Searches a document for hash tags. Supports multiple natural languages. Works in various contexts.
This package uses a non-regex approach and supports both halfwidth and fullwidth alphanumeric characters as well as various writing systems.
pip install ht-getter
def get_hash_tags(source, mode = “strings”)
source -> The source text to be searched. Must be passed as a str type.
mode -> Specifies the mode of the results. The default value is “strings”
mode = “strings” -> The results are returned as a list of strings
mode = “indices” -> The results are returned as a list of lists of the start and end indices of the hash tags.

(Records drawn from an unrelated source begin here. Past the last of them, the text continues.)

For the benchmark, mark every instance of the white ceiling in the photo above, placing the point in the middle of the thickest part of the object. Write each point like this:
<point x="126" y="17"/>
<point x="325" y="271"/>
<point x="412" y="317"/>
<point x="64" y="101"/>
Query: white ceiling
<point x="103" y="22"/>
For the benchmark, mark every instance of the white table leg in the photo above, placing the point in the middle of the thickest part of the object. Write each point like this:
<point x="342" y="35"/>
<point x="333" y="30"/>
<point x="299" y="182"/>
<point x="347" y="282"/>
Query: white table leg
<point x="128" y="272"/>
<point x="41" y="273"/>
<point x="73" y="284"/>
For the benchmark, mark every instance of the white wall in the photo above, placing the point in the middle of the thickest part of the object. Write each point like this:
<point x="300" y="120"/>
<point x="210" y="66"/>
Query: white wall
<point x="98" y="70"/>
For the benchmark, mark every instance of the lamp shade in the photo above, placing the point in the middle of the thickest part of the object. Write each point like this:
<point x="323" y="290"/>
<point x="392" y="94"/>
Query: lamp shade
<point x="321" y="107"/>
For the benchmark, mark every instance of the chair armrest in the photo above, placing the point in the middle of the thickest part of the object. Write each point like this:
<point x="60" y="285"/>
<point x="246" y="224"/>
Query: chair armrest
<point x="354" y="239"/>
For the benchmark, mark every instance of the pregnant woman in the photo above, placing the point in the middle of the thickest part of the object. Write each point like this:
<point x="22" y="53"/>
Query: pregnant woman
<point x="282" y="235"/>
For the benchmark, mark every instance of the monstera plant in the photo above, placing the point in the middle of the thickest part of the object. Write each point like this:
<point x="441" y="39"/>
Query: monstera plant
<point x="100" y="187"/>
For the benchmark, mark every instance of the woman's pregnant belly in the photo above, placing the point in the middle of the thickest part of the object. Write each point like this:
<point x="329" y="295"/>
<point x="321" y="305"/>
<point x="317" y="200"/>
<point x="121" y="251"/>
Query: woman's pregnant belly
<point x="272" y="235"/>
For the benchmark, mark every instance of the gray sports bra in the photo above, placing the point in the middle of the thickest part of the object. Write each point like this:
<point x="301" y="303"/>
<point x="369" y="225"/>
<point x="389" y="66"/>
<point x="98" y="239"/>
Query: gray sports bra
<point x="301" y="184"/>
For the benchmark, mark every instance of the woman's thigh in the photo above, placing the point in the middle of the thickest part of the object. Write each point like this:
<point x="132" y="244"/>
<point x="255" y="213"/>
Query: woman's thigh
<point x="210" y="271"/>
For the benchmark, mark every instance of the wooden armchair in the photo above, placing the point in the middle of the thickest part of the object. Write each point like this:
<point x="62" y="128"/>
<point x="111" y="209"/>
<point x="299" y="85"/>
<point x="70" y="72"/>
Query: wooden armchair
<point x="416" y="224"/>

from ht_getter.getter import get_hash_tags source_text = '''This simple package helps find you find #hash_tags in various types of #documents#. It also works with other languages like #日本語 or #한국어. It supports #ｆｕｌｌｗｉｄｔｈ #alpha-numeric characters. You can get a #list of the #hash_tags or a list of their #indices in the #####source_text." ''' hash_tags = get_hash_tags(source_text) hash_tag_indices = get_hash_tags(source_text, mode = "indices") print(hash_tags) print(hash_tag_indices)
Things to Keep in Mind:
- This package can be used in various contexts. (Social media, news articles, etc.)
- This package looks for substrings that have the structure of a hash tag but does not check that the substring is a valid hash tag on any platform.